Time/Venue Wednesday, October 12 at 2:00 pm PST in Physics South 402
Host Bob Birgeneau
Speaker Hongrui Zhang (Ramesh Group)
Title A room-temperature layered polar magnet
Abstract The magnets with broken inversion symmetry exhibit many novel physical properties such as magnetoelectric coupling, topological spin texture etc. Such low-symmetry layered magnetic systems are, however, scarce. In this talk, I will discuss that we designed and synthesized a room-temperature, polar magnet in van der Waals Fe2.5Co2.5GeTe2 (FCGT). In this material, we experimentally observed a Néel-type skyrmion lattice and current-induced skyrmion lattice motion at room temperature, with a threshold current density, jth =1 ×106 A/cm-2. In addition, we also realized room-temperature, current-induced magnetization self-switching in thin single-phase FCGT. This discovery of polar magnet in van der Waals materials opens the pathway for the development of next-generation spintronic devices and provides an ideal platform for studies of topological and quantum effects in 2D.
Speaker Shubhayu Chatterjee (Yao & Zaletel Groups)
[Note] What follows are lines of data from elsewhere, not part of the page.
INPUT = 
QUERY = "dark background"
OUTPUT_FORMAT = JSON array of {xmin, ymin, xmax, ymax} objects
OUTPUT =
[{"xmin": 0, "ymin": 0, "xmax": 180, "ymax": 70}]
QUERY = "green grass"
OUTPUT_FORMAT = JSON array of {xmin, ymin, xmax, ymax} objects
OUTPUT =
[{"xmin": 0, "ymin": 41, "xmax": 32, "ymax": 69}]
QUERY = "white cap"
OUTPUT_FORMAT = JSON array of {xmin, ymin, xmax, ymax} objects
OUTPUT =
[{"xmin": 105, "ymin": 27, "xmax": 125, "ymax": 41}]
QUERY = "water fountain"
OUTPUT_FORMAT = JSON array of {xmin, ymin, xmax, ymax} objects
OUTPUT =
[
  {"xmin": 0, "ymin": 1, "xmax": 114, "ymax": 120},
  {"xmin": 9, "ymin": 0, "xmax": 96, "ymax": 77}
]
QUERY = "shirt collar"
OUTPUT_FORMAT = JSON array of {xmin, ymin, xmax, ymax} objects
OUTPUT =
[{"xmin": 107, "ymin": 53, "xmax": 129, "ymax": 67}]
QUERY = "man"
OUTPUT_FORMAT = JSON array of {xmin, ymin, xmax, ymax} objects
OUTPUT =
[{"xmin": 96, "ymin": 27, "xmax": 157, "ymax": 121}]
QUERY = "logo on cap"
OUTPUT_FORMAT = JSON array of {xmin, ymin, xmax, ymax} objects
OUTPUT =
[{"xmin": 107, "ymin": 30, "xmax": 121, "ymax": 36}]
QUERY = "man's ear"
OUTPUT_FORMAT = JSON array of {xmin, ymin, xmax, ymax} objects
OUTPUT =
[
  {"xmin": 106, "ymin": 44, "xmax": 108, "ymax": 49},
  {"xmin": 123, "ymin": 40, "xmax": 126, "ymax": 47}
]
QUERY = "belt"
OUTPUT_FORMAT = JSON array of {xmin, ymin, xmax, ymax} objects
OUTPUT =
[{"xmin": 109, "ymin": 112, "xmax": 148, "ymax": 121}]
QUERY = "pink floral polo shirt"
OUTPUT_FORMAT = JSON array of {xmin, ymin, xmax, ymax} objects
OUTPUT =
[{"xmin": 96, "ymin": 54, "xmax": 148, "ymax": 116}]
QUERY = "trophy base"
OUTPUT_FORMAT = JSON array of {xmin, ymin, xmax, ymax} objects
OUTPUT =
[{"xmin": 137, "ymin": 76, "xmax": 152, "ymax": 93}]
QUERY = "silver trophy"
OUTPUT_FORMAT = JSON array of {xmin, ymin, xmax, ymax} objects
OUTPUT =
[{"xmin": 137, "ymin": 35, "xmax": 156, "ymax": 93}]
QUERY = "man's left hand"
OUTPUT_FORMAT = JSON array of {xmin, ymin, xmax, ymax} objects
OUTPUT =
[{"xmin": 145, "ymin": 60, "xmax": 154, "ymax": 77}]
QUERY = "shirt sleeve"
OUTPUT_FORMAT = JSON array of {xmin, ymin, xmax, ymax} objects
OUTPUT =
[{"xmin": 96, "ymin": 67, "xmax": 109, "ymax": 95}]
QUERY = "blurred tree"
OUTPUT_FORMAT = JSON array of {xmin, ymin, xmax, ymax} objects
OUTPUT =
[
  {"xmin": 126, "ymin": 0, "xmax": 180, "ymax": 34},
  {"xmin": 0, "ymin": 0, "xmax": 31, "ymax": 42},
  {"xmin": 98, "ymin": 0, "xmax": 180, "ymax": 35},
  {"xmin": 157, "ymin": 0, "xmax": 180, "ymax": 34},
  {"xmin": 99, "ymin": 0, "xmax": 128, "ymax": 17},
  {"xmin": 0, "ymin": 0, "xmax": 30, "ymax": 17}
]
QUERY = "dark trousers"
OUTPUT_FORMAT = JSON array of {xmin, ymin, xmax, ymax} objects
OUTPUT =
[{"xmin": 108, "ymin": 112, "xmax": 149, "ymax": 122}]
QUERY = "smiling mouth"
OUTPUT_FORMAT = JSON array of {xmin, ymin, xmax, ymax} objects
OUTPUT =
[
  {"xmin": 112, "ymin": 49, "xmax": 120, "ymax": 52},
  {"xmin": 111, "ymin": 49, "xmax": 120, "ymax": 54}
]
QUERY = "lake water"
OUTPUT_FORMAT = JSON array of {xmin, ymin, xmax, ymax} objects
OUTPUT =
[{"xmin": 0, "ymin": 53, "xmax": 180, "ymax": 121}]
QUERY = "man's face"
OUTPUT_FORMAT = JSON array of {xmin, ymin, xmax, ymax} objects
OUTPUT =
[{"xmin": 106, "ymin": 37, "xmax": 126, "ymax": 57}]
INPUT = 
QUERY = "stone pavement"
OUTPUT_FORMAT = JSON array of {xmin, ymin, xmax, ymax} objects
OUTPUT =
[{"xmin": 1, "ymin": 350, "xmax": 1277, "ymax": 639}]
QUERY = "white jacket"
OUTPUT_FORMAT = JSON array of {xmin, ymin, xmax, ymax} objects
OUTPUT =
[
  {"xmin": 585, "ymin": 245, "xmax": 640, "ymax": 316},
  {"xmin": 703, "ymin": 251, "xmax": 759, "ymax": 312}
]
Title Tunable electrical control of magnetism in chiral graphene-TMD heterostructures 
Abstract Electrical control of magnetism has been a longstanding goal of the spintronics community. I will discuss our ongoing theoretical work on a set of two-dimensional heterostructures – chiral multilayer graphene sandwiched inside transition metal dichalcogenides (TMD), where such control can be potentially realized via a perpendicular electric field. First, we will demonstrate that the electric field leads to enhanced low-energy density of states and promotes flavor (spin/valley) polarization. Next, we will argue that the relative alignment of graphene and TMD can be used to tune the relative signs of the induced spin-orbit coupling (SOC) in the top and bottom graphene layers. Combining these ingredients will allow us to flip either spin (or valley) degree of freedom by simply switching the direction of the electric field.